The debate whether section 309 of the Indian Penal Code (IPC) that criminalises attempt to commit suicide should go from the statute book is just as important as effacing section 377 and yet it has not drawn half as much attention.
Consider the commonalities shared by both sections: both date back to a pre-constitutional, colonial era; have survived judicial scrutiny based on constitutional tests and; have influenced India’s highest court to solicit legislative consideration in revisiting the law in view of global developments.
The bill introduces several changes to the mental healthcare system in India to bring the existing scheme of laws in line with the U.N. Disability Convention which India ratified in 2007. However, the frowning part of the bill is section 124, which although seems to appear generous at first instant in that it decriminalises attempt to commit suicide, is set to leave suicide survivors, particularly women, in a far worse state of existence.
The existing section 309 allows the police to imprison or impose fines on any person who “attempts to commit suicide and does any act towards the commission of such offence”. The conviction rate under section 309, however, is so low that attempted suicide is barely considered a crime. This is because officials tend to always take cases of attempted suicide with a pinch of sympathy.

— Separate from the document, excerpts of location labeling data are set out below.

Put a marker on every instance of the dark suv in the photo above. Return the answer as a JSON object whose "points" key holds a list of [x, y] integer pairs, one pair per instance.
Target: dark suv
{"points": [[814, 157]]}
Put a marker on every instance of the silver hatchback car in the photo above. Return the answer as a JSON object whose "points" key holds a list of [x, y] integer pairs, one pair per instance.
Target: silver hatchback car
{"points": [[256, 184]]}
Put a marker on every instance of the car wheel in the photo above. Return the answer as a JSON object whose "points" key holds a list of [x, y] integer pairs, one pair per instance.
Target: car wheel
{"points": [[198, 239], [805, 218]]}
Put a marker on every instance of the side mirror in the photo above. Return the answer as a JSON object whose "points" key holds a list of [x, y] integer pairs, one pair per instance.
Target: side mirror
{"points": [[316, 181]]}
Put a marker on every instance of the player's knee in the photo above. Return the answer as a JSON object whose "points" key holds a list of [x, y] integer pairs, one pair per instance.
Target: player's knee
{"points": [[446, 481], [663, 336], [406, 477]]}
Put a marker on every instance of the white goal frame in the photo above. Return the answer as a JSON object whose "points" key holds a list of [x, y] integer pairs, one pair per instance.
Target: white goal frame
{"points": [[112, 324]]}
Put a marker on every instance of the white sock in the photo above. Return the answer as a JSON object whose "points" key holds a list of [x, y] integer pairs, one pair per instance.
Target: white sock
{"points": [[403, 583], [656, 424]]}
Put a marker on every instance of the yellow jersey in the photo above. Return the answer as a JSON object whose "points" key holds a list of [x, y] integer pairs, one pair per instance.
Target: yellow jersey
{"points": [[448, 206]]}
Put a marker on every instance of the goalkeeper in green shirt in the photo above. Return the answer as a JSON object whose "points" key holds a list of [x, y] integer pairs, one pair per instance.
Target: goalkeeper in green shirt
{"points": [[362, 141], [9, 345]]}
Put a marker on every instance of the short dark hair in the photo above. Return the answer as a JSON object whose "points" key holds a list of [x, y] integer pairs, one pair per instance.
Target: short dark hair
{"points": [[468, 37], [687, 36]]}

Section 124 of the bill introduces two significant changes to the existing jurisprudence on the subject.
The first change is that attempted suicides will now be decriminalised, that is, suicide survivors will no longer be punished under section 309.
The second crucial change is the incorporation of a legal ‘presumption’ where all suicide survivors shall be ‘presumed’ to be suffering from mental illness at the time of attempt. The presumption, however, is not conclusive and can be rebutted.
Under the Indian rules of evidence, this implies that the onus to prove mental soundness will be on the suicide survivors against whom the presumption will lie. In other words, all suicide survivors will be deemed to be suffering from mental illness unless the contrary is proved to the satisfaction of the competent authority.
The move to decriminalise attempted suicides perhaps came after Justice Katju’s observation in the case of Aruna Shanbaug that the Parliament should delete section 309 “as it has become anachronistic”. “A person attempts suicide in a depression, and hence he needs help, rather than punishment”, Justice Katju observed.
In light of this development, decriminalising attempted suicide is, of course, a step in the right direction. However, section 124 of the bill is unreasonable in effect, if not in intent. This is because there is no proportionality between the means adopted and the legitimate end that section 124 of the bill seeks to achieve. Let us take the example of attempted suicide by women facing domestic violence at their in-laws – one of the major risk factors for suicide in Indian household.
The theory that such cases will be covered under the abetment provisions of the IPC is misplaced. This is because the victim may be considered, by operation of the legal presumption, inefficient to give evidence in a court of law to support her case unless she discharges the burden to prove her sound state of mind.
The presumption in such cases is more burdensome to discharge given the mental trauma that the victim undergoes coupled with indifferent family members, relatives and the apparent inefficiency with which healthcare institutions work. Besides, the bill provides for compulsory medical treatment, with or without consent, which invites further institutional abuse and undue encroachment upon victim’s dignity and self-autonomy.
It is appalling to see how the bill shifts the focus on suicide law from a “rights” issue to a “disability” issue. The bill fails to appreciate that mental illness is only one of the many driving factors behind attempted suicides. By incorporating a legal presumption of mental illness, the bill not just trivialises the law on abetment to commit suicide, but also disempowers victims of domestic violence who have to unnecessarily yet compulsorily go through the stigmatized experience of mental health care system in India.
Even worse, the everlasting fear of institutionalisation may encourage those attempting suicide to, in fact, succeed.